7 Core Scribble Datatypes

The doc binding that a Scribble module exports is a description of a document. Various tools, such as the scribble command-line program, can take this description of a document and render it to a specific format, such as LaTeX or HTML. In particular, Scribble defers detailed typesetting work to LaTeX or to HTML browsers, and Scribble’s plug-in architecture accommodates new rendering back-ends.

Scribble’s documentation abstraction reflects a least-common denominator among such document formats. For example, Scribble has a baked-in notion of itemization, since LaTeX, HTML, and other document formats provide specific support to typeset itemizations. For many other layout tasks, such as formatting Scheme code, Scribble documents fall back to a generic “table” abstraction. Similarly, Scribble itself resolves most forms of cross-references and document dependencies, since different formats provide different levels of automatic support; tables of contents and indexes are mostly built within Scribble, instead of the back-end.

A Scribble document is a program that generates an instance of a part structure type. A part can represent a section or a book, and it can have sub-parts that represent sub-sections or chapters. This paper, for example, is generated by a Scribble document whose resulting part represents the whole paper, and it contains sub-parts for individual sections. The part produced by a Scheme document for a reference manual is rendered as a book, where the immediate sub-parts are chapters.

Figure 2: Scribble’s core document representation

Figure 2 summarizes the structure of a document under part in a UML-like diagram. When a field contains a list, the diagram shows a double arrow, and when a field contains a lists of lists, the diagram shows a triple arrow. The dashed arrows call attention to delayed fields, which are explained below.

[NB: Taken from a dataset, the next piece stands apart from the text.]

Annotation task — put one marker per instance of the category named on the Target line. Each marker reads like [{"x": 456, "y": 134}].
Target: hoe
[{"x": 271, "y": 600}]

Each part has a flow that is typeset before its sub-parts (if any), and that represents the main content of a section. A flow is a list of blocks, where each block is one of the following:
  • a paragraph, which contains content that is typeset inline with automatic line breaks;

  • a table, which contains a list of rows, where each row is a list of blocks, one per cell in the table;

  • an itemization, which contains a list of flows, one per item;

  • a nested-flow, which contains a single flow that is typically typeset with more indentation than its surrounding flow; or

  • a compound-paragraph, which contains a flow that is typeset as a single paragraph;

  • a delayed-block, which eventually expands to another block, using information gathered elsewhere in the document. Accordingly, the block field of a delayed-block is not just a block, but a function that computes a block when given that other information. For example, a delayed-block is used to implement a table of contents.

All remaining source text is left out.